On July 4, 2009 Israeli Prime Minister Benjamin Netanyahu said: "We have a brave relationship with the United States, a bond that President Obama himself defined as unbreakable. Indeed, our bond with the U.S. is unbreakable." But that is not the belief of other prominent Israelis. They are not so sure that Israel has a friend in the White House. And they wonder if the connection with the United States is still a good one. For instance, Caroline Glick, the deputy managing editor of the Jerusalem Post, argues that "both in terms of pure economics and of the restrictions the Obama administration is now placing on Israeli use of U.S. technologies and munitions, maintaining U.S. military assistance makes less and less sense with each passing day. Israel may indeed be best served by simply ending its military assistance package. By making clear that it is not dependent on Obama's kindness, it would be expanding its maneuvering room on other issues as well." She is probably alluding to Iran.
On the American side, Israel's failure to defeat Hizbollah in Lebanon and Hamas in Gaza may be be interpreted as meaning that it is no longer a strong military power and is now a strategic liability rather than a strategic asset to the United States.

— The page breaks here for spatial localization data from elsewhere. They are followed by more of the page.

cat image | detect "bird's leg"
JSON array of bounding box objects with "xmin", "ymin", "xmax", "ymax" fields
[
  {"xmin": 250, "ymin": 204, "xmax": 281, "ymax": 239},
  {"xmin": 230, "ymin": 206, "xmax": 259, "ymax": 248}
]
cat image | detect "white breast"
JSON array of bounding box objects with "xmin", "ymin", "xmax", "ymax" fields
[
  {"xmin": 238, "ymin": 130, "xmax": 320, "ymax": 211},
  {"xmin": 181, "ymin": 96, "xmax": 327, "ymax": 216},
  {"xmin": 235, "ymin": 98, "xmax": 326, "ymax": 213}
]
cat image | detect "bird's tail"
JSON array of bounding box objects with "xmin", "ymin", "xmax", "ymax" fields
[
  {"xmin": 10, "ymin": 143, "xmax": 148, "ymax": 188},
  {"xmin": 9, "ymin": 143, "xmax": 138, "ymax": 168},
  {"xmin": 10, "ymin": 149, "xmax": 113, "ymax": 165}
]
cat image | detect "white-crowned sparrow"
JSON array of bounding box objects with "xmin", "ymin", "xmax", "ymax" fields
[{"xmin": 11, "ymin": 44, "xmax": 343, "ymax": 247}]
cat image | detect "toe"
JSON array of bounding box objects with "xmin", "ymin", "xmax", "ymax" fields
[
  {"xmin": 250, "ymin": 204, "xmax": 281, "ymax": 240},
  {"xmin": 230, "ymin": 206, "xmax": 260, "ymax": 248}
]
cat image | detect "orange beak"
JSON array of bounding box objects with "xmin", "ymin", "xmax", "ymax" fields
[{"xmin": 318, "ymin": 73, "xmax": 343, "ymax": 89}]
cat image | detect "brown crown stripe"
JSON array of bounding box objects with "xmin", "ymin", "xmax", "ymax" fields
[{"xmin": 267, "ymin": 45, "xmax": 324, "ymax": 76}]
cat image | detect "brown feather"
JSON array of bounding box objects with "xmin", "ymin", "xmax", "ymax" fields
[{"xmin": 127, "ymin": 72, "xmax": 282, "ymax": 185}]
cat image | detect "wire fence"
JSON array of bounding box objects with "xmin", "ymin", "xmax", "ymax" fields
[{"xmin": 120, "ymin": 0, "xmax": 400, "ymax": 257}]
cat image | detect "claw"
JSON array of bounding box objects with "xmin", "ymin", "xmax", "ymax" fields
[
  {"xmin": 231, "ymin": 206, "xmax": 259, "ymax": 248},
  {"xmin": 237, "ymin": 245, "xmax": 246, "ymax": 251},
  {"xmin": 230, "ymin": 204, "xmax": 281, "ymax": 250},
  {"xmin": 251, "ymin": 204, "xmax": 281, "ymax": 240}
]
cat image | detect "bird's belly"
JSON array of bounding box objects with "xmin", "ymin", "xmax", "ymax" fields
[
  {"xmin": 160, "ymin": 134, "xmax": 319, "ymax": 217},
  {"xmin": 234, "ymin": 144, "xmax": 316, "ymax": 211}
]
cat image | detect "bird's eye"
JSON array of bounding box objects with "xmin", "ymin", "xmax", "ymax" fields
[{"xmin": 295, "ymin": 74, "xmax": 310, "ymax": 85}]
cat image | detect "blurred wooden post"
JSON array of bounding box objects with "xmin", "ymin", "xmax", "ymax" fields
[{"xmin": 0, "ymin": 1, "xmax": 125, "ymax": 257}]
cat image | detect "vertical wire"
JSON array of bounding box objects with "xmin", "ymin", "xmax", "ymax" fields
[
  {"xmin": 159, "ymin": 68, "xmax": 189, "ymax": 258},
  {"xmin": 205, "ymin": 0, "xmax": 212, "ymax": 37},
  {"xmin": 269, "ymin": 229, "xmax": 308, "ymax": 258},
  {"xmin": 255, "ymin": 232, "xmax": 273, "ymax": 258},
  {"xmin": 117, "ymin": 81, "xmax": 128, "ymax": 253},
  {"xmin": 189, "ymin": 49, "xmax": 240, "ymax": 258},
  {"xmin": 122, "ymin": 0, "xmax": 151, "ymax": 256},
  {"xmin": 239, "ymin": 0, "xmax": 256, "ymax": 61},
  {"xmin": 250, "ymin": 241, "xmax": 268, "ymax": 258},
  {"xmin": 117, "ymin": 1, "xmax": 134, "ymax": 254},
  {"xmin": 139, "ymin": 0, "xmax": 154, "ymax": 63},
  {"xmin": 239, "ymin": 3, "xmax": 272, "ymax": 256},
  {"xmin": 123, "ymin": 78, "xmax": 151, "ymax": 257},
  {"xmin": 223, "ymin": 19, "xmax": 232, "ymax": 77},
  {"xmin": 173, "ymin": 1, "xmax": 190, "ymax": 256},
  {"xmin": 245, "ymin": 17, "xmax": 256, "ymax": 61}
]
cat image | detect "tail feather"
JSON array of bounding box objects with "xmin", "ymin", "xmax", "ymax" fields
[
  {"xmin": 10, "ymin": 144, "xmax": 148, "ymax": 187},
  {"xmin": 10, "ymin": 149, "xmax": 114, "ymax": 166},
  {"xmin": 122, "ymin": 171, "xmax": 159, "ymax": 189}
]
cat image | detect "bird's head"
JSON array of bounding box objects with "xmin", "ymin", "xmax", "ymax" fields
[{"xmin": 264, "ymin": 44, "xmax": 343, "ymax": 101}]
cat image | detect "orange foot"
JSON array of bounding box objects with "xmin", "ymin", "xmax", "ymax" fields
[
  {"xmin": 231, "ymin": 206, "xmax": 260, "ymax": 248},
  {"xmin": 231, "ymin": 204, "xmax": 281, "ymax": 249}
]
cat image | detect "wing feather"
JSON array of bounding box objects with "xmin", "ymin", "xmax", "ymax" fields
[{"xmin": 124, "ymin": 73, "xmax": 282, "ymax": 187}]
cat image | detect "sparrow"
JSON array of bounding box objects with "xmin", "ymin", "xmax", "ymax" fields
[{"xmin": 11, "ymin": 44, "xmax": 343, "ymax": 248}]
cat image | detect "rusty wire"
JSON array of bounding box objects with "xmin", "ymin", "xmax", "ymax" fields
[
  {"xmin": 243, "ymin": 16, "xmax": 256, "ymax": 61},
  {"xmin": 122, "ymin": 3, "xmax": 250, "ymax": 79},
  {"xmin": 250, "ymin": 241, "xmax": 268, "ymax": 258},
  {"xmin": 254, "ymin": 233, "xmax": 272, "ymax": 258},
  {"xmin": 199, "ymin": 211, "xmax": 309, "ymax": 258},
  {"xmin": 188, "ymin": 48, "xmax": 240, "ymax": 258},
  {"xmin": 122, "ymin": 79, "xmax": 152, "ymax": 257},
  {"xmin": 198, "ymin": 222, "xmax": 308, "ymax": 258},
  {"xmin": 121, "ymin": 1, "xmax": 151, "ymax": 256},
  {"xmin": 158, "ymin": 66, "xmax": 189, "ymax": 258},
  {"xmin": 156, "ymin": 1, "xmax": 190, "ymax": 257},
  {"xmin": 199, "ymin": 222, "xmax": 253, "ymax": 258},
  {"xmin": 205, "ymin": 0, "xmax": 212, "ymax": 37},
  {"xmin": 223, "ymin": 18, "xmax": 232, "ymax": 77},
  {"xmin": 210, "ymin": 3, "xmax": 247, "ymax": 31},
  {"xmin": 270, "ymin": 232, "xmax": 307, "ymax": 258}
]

Whatever the case, one thing is clear: Mr. Obama does not view Israel as Democratic Presidents Harry S. Truman, John F. Kennedy, and Lyndon B. Johnson did. Nor does he view it as Republican Presidents Richard M. Nixon and George W. Bush did. Until the end of his life, the late Prime Minister Yitzhak Rabin, who was the chief of staff of the Israel Army during the 1967 Six Day war, believed that Mr. Nixon saved the Jewish state. By warning the Soviets to stay out of the 1973 Yom Kippur War and by replacing the vast amounts of equipment that Israel lost during the first week of that war, Mr. Nixon made it possible for the Israelis to counterattack and beat their Egyptian foes.

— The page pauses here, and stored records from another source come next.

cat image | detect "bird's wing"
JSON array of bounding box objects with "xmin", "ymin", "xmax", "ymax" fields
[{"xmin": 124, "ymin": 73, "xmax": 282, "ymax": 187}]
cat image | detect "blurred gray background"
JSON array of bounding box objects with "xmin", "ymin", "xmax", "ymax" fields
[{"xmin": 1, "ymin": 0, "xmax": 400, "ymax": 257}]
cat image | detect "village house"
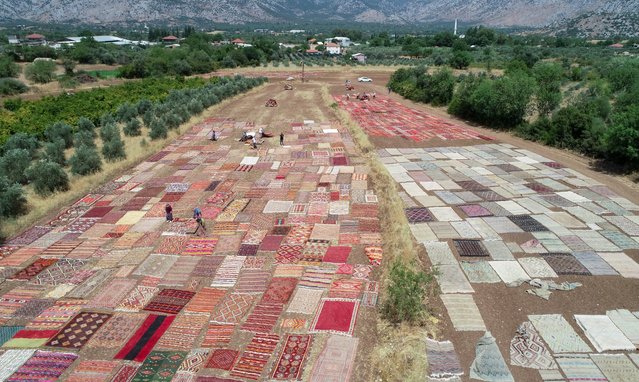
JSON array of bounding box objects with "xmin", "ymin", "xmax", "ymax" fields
[{"xmin": 325, "ymin": 42, "xmax": 342, "ymax": 55}]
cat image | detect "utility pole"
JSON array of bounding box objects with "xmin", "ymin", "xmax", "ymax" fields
[{"xmin": 300, "ymin": 60, "xmax": 305, "ymax": 83}]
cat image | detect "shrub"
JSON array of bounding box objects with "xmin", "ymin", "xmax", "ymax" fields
[
  {"xmin": 0, "ymin": 149, "xmax": 32, "ymax": 184},
  {"xmin": 99, "ymin": 122, "xmax": 119, "ymax": 142},
  {"xmin": 77, "ymin": 117, "xmax": 96, "ymax": 137},
  {"xmin": 2, "ymin": 132, "xmax": 39, "ymax": 157},
  {"xmin": 102, "ymin": 131, "xmax": 126, "ymax": 162},
  {"xmin": 164, "ymin": 113, "xmax": 181, "ymax": 130},
  {"xmin": 187, "ymin": 99, "xmax": 204, "ymax": 115},
  {"xmin": 116, "ymin": 102, "xmax": 138, "ymax": 122},
  {"xmin": 136, "ymin": 99, "xmax": 153, "ymax": 115},
  {"xmin": 44, "ymin": 139, "xmax": 66, "ymax": 165},
  {"xmin": 100, "ymin": 113, "xmax": 116, "ymax": 127},
  {"xmin": 0, "ymin": 55, "xmax": 20, "ymax": 77},
  {"xmin": 25, "ymin": 59, "xmax": 57, "ymax": 83},
  {"xmin": 69, "ymin": 145, "xmax": 102, "ymax": 175},
  {"xmin": 0, "ymin": 78, "xmax": 28, "ymax": 96},
  {"xmin": 74, "ymin": 130, "xmax": 96, "ymax": 148},
  {"xmin": 26, "ymin": 160, "xmax": 69, "ymax": 196},
  {"xmin": 123, "ymin": 118, "xmax": 142, "ymax": 136},
  {"xmin": 382, "ymin": 261, "xmax": 434, "ymax": 325},
  {"xmin": 44, "ymin": 122, "xmax": 73, "ymax": 148},
  {"xmin": 149, "ymin": 118, "xmax": 168, "ymax": 140},
  {"xmin": 0, "ymin": 176, "xmax": 27, "ymax": 217},
  {"xmin": 604, "ymin": 106, "xmax": 639, "ymax": 167}
]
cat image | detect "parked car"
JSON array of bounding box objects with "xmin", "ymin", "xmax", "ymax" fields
[{"xmin": 357, "ymin": 77, "xmax": 373, "ymax": 82}]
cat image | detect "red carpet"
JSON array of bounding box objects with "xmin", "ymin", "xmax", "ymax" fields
[{"xmin": 311, "ymin": 299, "xmax": 359, "ymax": 336}]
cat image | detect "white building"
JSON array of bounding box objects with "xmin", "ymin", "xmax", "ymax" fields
[
  {"xmin": 325, "ymin": 42, "xmax": 342, "ymax": 55},
  {"xmin": 332, "ymin": 36, "xmax": 352, "ymax": 47}
]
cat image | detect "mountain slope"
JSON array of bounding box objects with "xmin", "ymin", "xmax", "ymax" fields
[{"xmin": 0, "ymin": 0, "xmax": 637, "ymax": 30}]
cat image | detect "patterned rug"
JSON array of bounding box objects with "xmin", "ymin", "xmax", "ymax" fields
[
  {"xmin": 540, "ymin": 253, "xmax": 592, "ymax": 276},
  {"xmin": 272, "ymin": 334, "xmax": 312, "ymax": 380},
  {"xmin": 441, "ymin": 294, "xmax": 486, "ymax": 331},
  {"xmin": 202, "ymin": 323, "xmax": 235, "ymax": 348},
  {"xmin": 131, "ymin": 351, "xmax": 186, "ymax": 382},
  {"xmin": 206, "ymin": 349, "xmax": 239, "ymax": 370},
  {"xmin": 210, "ymin": 256, "xmax": 245, "ymax": 287},
  {"xmin": 210, "ymin": 293, "xmax": 256, "ymax": 324},
  {"xmin": 329, "ymin": 279, "xmax": 364, "ymax": 299},
  {"xmin": 405, "ymin": 207, "xmax": 434, "ymax": 223},
  {"xmin": 425, "ymin": 338, "xmax": 464, "ymax": 379},
  {"xmin": 156, "ymin": 313, "xmax": 208, "ymax": 351},
  {"xmin": 230, "ymin": 333, "xmax": 280, "ymax": 380},
  {"xmin": 192, "ymin": 256, "xmax": 224, "ymax": 278},
  {"xmin": 10, "ymin": 258, "xmax": 58, "ymax": 280},
  {"xmin": 453, "ymin": 239, "xmax": 490, "ymax": 257},
  {"xmin": 182, "ymin": 238, "xmax": 218, "ymax": 256},
  {"xmin": 144, "ymin": 288, "xmax": 195, "ymax": 314},
  {"xmin": 66, "ymin": 360, "xmax": 120, "ymax": 382},
  {"xmin": 0, "ymin": 349, "xmax": 36, "ymax": 381},
  {"xmin": 262, "ymin": 277, "xmax": 298, "ymax": 303},
  {"xmin": 556, "ymin": 354, "xmax": 607, "ymax": 382},
  {"xmin": 510, "ymin": 321, "xmax": 557, "ymax": 369},
  {"xmin": 88, "ymin": 278, "xmax": 137, "ymax": 309},
  {"xmin": 299, "ymin": 266, "xmax": 335, "ymax": 289},
  {"xmin": 116, "ymin": 285, "xmax": 159, "ymax": 312},
  {"xmin": 86, "ymin": 312, "xmax": 146, "ymax": 349},
  {"xmin": 115, "ymin": 314, "xmax": 176, "ymax": 362},
  {"xmin": 184, "ymin": 288, "xmax": 226, "ymax": 314},
  {"xmin": 287, "ymin": 287, "xmax": 324, "ymax": 315},
  {"xmin": 6, "ymin": 350, "xmax": 78, "ymax": 381},
  {"xmin": 309, "ymin": 334, "xmax": 358, "ymax": 381},
  {"xmin": 590, "ymin": 354, "xmax": 639, "ymax": 381},
  {"xmin": 507, "ymin": 215, "xmax": 549, "ymax": 232},
  {"xmin": 470, "ymin": 332, "xmax": 514, "ymax": 382},
  {"xmin": 460, "ymin": 204, "xmax": 493, "ymax": 218},
  {"xmin": 241, "ymin": 302, "xmax": 284, "ymax": 333},
  {"xmin": 311, "ymin": 298, "xmax": 359, "ymax": 336},
  {"xmin": 529, "ymin": 314, "xmax": 592, "ymax": 353},
  {"xmin": 46, "ymin": 311, "xmax": 112, "ymax": 349},
  {"xmin": 234, "ymin": 270, "xmax": 270, "ymax": 294}
]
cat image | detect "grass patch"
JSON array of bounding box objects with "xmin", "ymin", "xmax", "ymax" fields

Anne Bayevsky, a senior fellow of the Hudson Institute, is convinced that Mr. Obama is "the most hostile sitting American president in the history of the state of Israel." Similarly, John Bolton, a senior fellow at the American Enterprise Institute and a former American ambassador to the United Nations, has written that "Relations between the U.S. and Israel are more strained than at any time since the 1956 Suez Canal crisis." And Richard Baehr, the chief political correspondent of The American Thinker, feels that Mr. Obama treats "Israel more contemptuously than any President since the founding of the [Jewish] state." On the other hand, on August 20, 2009 the Israeli news source Debka reported that President Obama has secretly assured Israeli Prime Minister Netanyahu that confrontation between America and Israel is undesirable, and that relations between the White House and Mr. Netanyahu's office will revert to their normal friendly level.
We shall have to wait and see whether and the extent to which Ms. Bayevsky, Mr. Bolton, Mr. Baehr, and Debka are right or wrong. We shall also have to wait and see what happens if Israel , the modern reincarnation of the Jewish Holy Land, strikes Iran against the wishes of President Obama.